EthnoKino


  Uriel Orlow, Switzerland, South Africa, 2017, OV /e, 63 Minuten, Video Triology

Theatrum Botanicum

The video trilogy by Uriel Orlow investigates the ideological and commercial confrontation of two different yet interwinding medicinal traditions and their use of plants (The Crown Against Mafavuke), considers questions around indigenous copyright protection (Mafavuke’s Tribunal) and documents the continuing presence of herbal medicine in the postcolonial context (Muthi).


The Crown Against Mafavuke(18’)

The Crown Against Mafavuke is based on a South African trial from 1940. Mafavuke Ngcobo was a traditional herbalist who was accused by the local white medical establishment of ‘untraditional behaviour’. The film explores the ideological and commercial confrontation between two different yet intertwining medicinal traditions and their uses of plants, with slippages across gender and race further questioning notions of purity and origination. The re-imagined court case is filmed at the Palace of Justice in Pretoria, where the Rivonia trial was held that sent Mandela and his fellow accused to Robben Island prison.


Muthi(17’)

Muthi is the term for traditional medicine in Southern Africa. Before the establishment of cosmopolitan medicine, traditional medicine was the dominant medical system for millions of people in Southern Africa.
Europeans’ arrival was a turning for this ancient tradition. Muthi and African healers were perceived as unscientific and ineffective but their cultural dominance was considered a threat to British colonial rule and Christian missionary endeavours. Efforts were made to reduce their sphere of influence or eliminate them altogether. Yet colonialism and capitalism also helped medicinal plants to thrive. Urbanisation and the rise of consumer culture radically changed traditional healers’ practices and created a growing market for traditional herbal medicine which threatens sustainability and biodiversity. The pharmaceutical and food supplements industry has also joined in the trend and markets traditional plants to new consumers ignoring the cultural and spiritual contexts of the plants. Today around 200,000 indigenous traditional healers practice in South Africa compared to 25,000 Western-trained doctors and over 60% of South Africans consult these traditional healers. The film follows the enduring herbal practices at rural and urban sites in Johannesburg, the Western Cape and Kwazulu-Natal. Muthi have curative, spiritual but also economic powers and are part of a larger system of knowledge, history and politics.


Imbizo Ka Mafavuke (Mafavuke’s Tribunal)(28’)

Imbizo Ka Mafavuke (Mafavuke’s Tribunal) is an experimental documentary set at the edge of a nature reserve in Johannesburg. A kind of Brechtian ‘Lehrstück’, the film shows the preparations for a people’s tribunal where traditional healers, activists and lawyers come together to discuss indigenous knowledge and bio-prospecting. The pharmaceutical industry has come to consider traditional medicine as a source for identification of new bioactive agents that can be used in the preparation of synthetic medicine.
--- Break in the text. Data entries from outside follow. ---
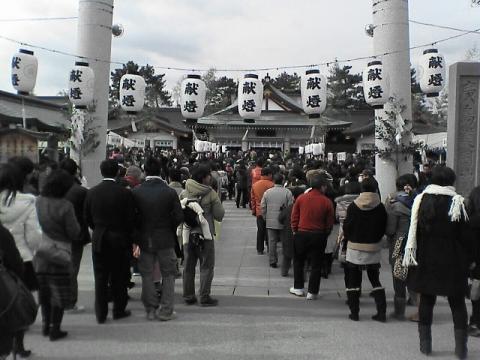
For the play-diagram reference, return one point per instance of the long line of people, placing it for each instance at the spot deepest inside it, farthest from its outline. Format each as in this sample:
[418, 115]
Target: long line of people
[135, 216]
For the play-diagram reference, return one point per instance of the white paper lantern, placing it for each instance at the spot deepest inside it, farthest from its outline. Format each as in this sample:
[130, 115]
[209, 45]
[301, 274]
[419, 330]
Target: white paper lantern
[197, 145]
[24, 71]
[376, 85]
[132, 93]
[250, 98]
[432, 72]
[192, 103]
[314, 93]
[81, 84]
[317, 149]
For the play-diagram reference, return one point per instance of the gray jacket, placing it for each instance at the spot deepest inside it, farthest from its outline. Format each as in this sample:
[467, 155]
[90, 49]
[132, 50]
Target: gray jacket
[273, 201]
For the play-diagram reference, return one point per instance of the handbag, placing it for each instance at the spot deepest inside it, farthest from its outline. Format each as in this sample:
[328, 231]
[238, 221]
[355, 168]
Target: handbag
[19, 309]
[400, 272]
[56, 252]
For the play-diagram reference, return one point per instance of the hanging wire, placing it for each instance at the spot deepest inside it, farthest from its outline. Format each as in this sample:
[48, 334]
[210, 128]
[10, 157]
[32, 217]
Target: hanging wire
[219, 69]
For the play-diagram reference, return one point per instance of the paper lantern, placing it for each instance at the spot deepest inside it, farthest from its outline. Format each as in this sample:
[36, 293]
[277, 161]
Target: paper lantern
[81, 84]
[250, 98]
[376, 86]
[132, 93]
[192, 103]
[24, 71]
[317, 149]
[432, 72]
[314, 93]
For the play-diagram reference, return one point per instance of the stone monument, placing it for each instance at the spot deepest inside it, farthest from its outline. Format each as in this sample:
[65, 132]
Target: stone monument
[463, 139]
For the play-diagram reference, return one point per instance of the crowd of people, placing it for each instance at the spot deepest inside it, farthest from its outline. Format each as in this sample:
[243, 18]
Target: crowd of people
[159, 214]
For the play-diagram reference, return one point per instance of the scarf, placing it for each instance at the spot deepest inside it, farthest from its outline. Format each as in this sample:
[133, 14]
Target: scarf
[457, 209]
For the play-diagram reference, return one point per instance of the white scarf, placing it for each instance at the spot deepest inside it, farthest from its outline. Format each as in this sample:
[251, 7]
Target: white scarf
[457, 209]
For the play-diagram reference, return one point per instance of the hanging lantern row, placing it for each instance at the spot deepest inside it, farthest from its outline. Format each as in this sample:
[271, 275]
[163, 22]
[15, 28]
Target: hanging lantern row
[24, 71]
[431, 72]
[376, 85]
[132, 93]
[80, 85]
[192, 103]
[314, 93]
[250, 98]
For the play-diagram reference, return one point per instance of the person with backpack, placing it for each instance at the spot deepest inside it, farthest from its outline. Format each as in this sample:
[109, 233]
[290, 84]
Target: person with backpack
[198, 245]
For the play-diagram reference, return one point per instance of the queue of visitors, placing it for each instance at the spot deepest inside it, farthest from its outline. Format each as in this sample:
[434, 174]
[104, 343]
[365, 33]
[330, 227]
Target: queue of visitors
[160, 211]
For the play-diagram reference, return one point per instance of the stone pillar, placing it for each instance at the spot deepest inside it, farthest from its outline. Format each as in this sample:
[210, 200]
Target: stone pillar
[391, 33]
[94, 41]
[463, 137]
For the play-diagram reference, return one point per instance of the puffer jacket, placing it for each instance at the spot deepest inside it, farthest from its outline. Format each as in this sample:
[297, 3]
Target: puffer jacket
[20, 218]
[209, 201]
[273, 201]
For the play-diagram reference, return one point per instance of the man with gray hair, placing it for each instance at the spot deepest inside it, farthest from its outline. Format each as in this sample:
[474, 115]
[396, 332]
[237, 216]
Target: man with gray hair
[273, 202]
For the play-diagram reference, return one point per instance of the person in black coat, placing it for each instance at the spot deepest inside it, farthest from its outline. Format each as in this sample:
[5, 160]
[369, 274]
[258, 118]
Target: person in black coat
[474, 224]
[160, 214]
[11, 259]
[76, 195]
[437, 256]
[110, 212]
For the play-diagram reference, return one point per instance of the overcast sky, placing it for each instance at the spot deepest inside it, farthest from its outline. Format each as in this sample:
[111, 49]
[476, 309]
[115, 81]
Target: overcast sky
[226, 33]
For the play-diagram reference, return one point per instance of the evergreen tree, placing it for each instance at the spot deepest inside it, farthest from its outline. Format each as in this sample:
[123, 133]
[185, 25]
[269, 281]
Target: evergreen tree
[155, 93]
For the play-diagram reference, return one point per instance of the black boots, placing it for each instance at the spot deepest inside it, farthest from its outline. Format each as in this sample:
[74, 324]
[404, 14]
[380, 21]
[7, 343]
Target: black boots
[18, 347]
[381, 302]
[56, 317]
[461, 336]
[353, 301]
[425, 335]
[399, 308]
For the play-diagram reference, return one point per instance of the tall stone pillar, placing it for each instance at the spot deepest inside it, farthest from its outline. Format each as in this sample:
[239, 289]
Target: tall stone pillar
[391, 34]
[463, 137]
[94, 41]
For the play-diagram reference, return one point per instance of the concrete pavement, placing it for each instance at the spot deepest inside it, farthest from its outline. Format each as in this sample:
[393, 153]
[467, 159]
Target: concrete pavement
[257, 318]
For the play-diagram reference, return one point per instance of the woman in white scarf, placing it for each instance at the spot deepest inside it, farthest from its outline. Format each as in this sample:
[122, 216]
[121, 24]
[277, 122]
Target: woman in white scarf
[437, 256]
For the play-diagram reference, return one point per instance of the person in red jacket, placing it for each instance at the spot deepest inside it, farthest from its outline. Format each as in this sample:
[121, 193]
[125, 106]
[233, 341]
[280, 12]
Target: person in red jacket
[312, 221]
[258, 189]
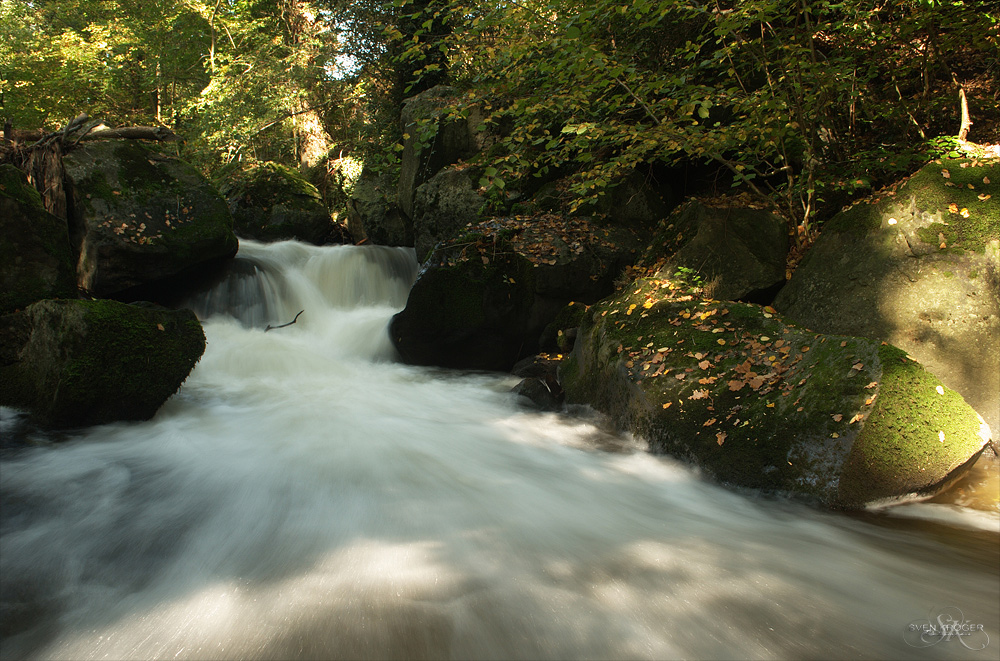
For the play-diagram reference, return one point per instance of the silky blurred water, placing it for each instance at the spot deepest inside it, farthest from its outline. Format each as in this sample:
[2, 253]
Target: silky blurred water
[305, 496]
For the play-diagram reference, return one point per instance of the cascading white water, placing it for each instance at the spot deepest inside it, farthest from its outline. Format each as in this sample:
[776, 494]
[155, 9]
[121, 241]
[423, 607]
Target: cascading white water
[304, 496]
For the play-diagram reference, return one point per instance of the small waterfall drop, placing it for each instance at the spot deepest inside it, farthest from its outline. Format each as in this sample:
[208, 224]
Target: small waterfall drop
[305, 496]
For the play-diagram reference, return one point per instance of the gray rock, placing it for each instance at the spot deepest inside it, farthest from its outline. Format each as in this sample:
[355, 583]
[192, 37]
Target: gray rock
[754, 402]
[435, 140]
[138, 217]
[444, 206]
[737, 251]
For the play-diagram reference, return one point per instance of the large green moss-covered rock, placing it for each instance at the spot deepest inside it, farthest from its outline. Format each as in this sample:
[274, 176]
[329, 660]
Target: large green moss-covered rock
[35, 259]
[845, 421]
[917, 266]
[138, 217]
[272, 202]
[75, 363]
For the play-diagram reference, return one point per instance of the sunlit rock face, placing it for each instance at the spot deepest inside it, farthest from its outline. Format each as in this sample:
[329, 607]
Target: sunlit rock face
[755, 402]
[917, 266]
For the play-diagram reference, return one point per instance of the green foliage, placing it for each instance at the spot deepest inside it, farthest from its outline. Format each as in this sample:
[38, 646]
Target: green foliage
[797, 100]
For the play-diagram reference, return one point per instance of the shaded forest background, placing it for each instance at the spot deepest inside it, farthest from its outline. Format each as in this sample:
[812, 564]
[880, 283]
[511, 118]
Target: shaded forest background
[802, 103]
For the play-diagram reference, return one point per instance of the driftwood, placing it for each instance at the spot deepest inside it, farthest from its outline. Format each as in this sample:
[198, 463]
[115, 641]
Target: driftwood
[39, 154]
[83, 128]
[270, 327]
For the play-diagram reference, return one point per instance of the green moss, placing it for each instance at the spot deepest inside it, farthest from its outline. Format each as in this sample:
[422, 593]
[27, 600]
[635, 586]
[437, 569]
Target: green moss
[930, 192]
[790, 428]
[914, 431]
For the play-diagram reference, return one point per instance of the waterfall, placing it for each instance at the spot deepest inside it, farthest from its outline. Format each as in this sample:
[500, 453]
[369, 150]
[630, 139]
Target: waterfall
[304, 495]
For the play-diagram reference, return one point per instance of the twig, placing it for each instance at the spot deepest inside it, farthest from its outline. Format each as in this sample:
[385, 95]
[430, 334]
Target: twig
[270, 327]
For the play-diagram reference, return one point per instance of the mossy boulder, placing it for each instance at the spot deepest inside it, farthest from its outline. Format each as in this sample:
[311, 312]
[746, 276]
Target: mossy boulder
[917, 265]
[139, 217]
[76, 363]
[444, 205]
[272, 202]
[35, 258]
[434, 137]
[737, 251]
[484, 298]
[373, 212]
[757, 403]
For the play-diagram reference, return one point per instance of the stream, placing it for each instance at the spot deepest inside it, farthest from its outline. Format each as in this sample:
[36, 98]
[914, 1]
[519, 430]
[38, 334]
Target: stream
[306, 496]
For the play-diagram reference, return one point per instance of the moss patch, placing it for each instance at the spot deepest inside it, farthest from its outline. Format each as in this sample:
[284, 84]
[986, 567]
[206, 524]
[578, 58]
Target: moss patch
[918, 433]
[731, 387]
[90, 362]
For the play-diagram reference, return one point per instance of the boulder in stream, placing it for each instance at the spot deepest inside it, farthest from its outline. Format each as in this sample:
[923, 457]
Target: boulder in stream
[484, 298]
[272, 202]
[737, 251]
[74, 363]
[755, 402]
[35, 258]
[138, 217]
[918, 266]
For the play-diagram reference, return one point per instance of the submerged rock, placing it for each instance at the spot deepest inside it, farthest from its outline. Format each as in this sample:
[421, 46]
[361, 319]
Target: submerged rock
[273, 202]
[919, 267]
[35, 258]
[138, 217]
[754, 402]
[76, 363]
[483, 299]
[434, 138]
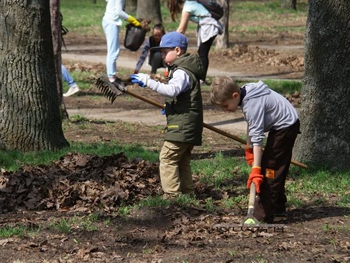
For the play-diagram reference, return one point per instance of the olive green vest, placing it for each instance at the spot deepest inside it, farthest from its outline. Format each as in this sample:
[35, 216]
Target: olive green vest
[185, 112]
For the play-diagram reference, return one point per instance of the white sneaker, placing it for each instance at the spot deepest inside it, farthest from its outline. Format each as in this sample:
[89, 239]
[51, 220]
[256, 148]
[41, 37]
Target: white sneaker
[71, 91]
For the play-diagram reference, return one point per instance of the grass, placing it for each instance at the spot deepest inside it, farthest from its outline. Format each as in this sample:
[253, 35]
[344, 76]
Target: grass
[86, 18]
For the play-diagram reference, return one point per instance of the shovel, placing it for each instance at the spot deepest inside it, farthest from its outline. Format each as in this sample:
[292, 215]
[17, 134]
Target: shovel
[112, 90]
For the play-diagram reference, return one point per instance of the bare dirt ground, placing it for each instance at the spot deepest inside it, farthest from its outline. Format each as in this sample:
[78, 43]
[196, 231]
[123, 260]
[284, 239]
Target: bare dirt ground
[82, 193]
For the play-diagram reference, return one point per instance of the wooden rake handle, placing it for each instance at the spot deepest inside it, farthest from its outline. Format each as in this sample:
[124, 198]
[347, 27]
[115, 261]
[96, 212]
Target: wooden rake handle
[208, 126]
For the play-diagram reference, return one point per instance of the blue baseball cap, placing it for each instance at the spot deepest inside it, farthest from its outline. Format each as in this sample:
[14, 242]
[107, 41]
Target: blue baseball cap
[172, 40]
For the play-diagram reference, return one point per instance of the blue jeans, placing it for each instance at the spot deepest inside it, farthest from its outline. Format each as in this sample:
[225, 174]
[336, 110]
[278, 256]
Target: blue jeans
[113, 47]
[67, 77]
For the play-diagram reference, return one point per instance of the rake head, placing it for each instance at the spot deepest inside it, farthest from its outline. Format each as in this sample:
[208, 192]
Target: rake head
[111, 90]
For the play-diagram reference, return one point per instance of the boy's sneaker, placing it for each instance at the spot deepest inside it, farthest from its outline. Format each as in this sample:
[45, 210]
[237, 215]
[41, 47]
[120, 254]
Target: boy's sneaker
[72, 90]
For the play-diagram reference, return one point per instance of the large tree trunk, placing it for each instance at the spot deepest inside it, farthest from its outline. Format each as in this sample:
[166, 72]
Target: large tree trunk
[222, 41]
[325, 108]
[149, 10]
[29, 115]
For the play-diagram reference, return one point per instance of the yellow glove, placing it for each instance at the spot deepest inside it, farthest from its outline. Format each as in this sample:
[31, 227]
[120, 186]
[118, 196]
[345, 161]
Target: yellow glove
[133, 21]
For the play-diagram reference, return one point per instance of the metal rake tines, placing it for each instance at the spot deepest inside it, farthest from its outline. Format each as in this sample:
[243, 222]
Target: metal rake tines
[107, 88]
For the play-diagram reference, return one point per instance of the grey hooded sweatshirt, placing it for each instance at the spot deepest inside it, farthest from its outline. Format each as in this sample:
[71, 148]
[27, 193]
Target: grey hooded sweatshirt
[265, 110]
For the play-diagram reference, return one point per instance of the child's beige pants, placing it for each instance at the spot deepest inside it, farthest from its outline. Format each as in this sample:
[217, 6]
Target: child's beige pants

This raises new questions about intellectual copyright protection of indigenous knowledge. Imbizo Ka Mafavuke asks who benefits when plants become pharmaceuticals, given multiple claims to ownership, priority, locality and appropriation. The protagonists in the film slip into different roles and make use of real-world cases involving multinational pharmaceuticals scouting in indigenous communities for the next wonder drug. Ghosts of colonial explorers, botanists and judges observe the proceedings.